I know very little about my family history. I don't think that I want to know more because what I do know is less than positive, and I can only imagine that it gets worse. I know that my mother's grandmother was burned to death when a potbellied stove exploded. My grandmother was then sent to live with her aunt (a family trend). Her aunt's husband prostituted her to his friends that worked on the railroad with him. He eventually sold her to a man three times her age; she was fourteen at the time. My grandmother ran away from her husband on several occassions, but she returned, often with her belly swollen with the child of another man. The last time she left, she was gone too long--forever. Her husband could not convince her to come back to him with threats or blows to the head as he had always done in the past, so he finally released her from the hell she endured on earth. He hunted her, trapped her in an alley, and then released her. I imagine that there had to be a light at the end of the dark alley that he chased her trough. The six bullets that ripped through the flesh and bone of her back probably emitted or evoked some kind of light. My mother was only two when this happened. She says that she doesn't remember any of it. It's all a dark, impenetrable memeory for my mother, but I wonder if the other children, who watched and listened to their mother's release, remember a light.
I have seen the yellowed newspaper clipping that reported the murder of my grandmother. My mother is located in the bottom, left corner. She just blends in with all of her brothers. She looks like a little boy with her short disheveled afro. She is surrounded by all of her brothers and sisters for what would be one of the last times. She and four of her brothers are sent to live with her aunt, Gwen, and her aunt's husband, Fred.

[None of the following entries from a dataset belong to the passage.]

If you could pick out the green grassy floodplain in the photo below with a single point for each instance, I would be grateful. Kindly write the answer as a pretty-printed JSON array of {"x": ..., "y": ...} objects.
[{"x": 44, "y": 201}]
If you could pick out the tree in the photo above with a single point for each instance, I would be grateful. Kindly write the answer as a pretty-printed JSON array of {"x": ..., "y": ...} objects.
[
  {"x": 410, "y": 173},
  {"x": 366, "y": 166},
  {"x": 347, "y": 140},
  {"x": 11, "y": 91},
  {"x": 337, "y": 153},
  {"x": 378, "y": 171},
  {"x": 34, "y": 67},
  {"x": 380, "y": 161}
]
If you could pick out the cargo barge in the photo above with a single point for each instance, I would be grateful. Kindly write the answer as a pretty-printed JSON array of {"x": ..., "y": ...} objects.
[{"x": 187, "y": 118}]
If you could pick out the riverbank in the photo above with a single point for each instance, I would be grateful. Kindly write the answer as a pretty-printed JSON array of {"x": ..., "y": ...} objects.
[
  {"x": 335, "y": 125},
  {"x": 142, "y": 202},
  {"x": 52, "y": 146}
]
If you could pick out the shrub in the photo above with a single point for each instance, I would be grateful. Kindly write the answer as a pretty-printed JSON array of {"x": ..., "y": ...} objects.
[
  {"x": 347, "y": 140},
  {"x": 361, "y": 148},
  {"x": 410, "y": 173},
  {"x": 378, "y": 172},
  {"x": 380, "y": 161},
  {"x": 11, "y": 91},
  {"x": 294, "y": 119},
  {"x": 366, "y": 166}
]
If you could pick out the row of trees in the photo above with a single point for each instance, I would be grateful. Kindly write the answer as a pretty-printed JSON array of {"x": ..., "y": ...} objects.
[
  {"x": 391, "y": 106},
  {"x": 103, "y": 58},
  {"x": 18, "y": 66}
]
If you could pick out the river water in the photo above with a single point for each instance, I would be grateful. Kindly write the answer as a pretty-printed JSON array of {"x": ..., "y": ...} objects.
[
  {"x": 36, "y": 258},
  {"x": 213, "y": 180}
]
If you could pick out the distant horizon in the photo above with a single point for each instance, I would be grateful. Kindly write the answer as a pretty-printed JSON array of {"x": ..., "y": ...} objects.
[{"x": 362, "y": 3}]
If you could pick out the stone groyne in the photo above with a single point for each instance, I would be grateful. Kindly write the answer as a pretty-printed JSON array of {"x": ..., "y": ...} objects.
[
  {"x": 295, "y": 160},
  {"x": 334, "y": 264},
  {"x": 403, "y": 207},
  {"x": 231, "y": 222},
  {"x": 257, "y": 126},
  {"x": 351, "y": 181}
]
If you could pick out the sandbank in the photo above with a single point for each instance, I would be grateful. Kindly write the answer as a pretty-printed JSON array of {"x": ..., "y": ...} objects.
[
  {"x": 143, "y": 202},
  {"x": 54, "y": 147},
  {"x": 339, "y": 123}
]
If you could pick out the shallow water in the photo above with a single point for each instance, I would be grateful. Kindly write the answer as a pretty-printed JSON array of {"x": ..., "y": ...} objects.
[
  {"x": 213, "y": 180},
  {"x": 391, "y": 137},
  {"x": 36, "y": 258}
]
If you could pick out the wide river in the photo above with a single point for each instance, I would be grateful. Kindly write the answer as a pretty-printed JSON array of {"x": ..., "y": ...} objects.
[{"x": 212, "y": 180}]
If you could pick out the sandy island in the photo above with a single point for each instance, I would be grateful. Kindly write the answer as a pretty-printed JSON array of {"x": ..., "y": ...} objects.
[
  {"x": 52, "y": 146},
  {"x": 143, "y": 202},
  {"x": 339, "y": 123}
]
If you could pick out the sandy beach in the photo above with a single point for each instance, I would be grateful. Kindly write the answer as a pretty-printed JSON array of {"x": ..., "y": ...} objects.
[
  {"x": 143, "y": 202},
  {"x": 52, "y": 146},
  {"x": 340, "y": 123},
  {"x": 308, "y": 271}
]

Fred is a bastard and a half. Luckily, he has no children with my aunt. My aunt Gwen only has one child from a previous marriage. My mother lives with my aunt until she marries my father. My aunt ends up alone. Fred is dead. The four boys, my mother, and Gwen's daughter resent her, but I like her. She's extremely book smart. She baby sits me while my mother packs meat in a frigid hell at Oscar Mayer. Grandma Gwen and I watch game shows, and she knows everything. I am impressed. Her home is emaculate, but her heart is disorderly, chaotic. I frequently, and reluctantly, drink sugarfree kool-aide (sugarfree a la Grandma Gwen because there was no sugar substitute included in the mix and the back of the package specifically stated to add sugar) from a plastic tumbler that must be carefully placed on a coaster. I am never given glasses because I am clumsy. I must rush my cup to the kitchen as soon as I am finished. This is the routine that I experience with my great aunt, who serves as my surrogate grandmother, until 1983 when my immediate family leaves Iowa for Colorado. In 1996, the only grandmother I ever really knew is cremated. I do not attend the funeral. My mother does not attend. My sister comes close to attending her own funeral.